Mention the crisis in public education and people quickly start talking about inner city schools -- their crime, crumbling facilities and the disastrously high dropout rates of their predominantly black and Hispanic students.
The assumption is that with the advantages of greater resources and more serene surroundings, kids in suburban school systems are getting a good education. And it's true, suburban schools appear to be more successful. They have less violence and vandalism, well-stocked science labs, up-to-date textbooks and thicker course catalogs. A greater proportion of suburban high school graduates go to college.
But look at the nation's suburban schools up close -- particularly junior highs and high schools -- and it's all too clear that despite their outward trappings of success, they do a poor job of educating many of their students.
One measure of the problem: though suburban schools educate one-quarter of the nation's students, a recent federally-funded study revealed that only 5 percent of the nation's high school seniors are adequately prepared in mathematics to study the subject in college. When rich suburban school systems are producing second-rate results, they are no less part of the nation's education crisis than are their troubled inner city counterparts.

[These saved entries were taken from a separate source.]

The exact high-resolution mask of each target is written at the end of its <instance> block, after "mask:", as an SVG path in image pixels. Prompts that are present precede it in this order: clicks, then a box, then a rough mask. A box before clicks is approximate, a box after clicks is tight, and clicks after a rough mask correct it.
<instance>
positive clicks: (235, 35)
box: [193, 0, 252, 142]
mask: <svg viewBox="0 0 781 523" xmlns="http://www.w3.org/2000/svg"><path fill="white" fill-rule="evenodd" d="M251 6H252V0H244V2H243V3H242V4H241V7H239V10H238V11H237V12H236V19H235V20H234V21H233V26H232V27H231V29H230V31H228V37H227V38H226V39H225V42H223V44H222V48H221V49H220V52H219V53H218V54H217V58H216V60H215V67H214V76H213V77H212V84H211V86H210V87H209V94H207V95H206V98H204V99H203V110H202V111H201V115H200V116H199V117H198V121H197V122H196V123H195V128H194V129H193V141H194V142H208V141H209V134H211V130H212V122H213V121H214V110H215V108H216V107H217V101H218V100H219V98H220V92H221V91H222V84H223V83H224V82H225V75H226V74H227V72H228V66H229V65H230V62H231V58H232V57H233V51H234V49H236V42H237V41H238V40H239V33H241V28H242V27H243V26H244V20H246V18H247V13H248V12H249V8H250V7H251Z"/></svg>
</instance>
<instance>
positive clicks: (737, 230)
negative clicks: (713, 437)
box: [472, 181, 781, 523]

Standards are astonishingly low in many suburban classrooms. One big-spending Florida school district recently responded to newly legislated graduation requirements by drafting a new sequences of science courses that progressed from "introduction to earth/space science" to "earth/space science," "general science" and finally to "physical science" -- four years of science without biology, chemistry or physics.
I visited a suburban high school in Texas where enrollment in introductory chemistry dropped by half and in Algebra II by a third following the implementation of the state's infamous "no-pass, no-play" law in 1985. "They don't want to take the chance of failing the tougher courses and becoming ineligible for extracurriculars," the principal of the school told me.
Do local educators push such students to enroll in tougher courses? Not exactly. Guidance counselors in Texas and other places with no-pass, no-play rules readily acknowledge that they tell students to keep up their grades by taking less-demanding courses.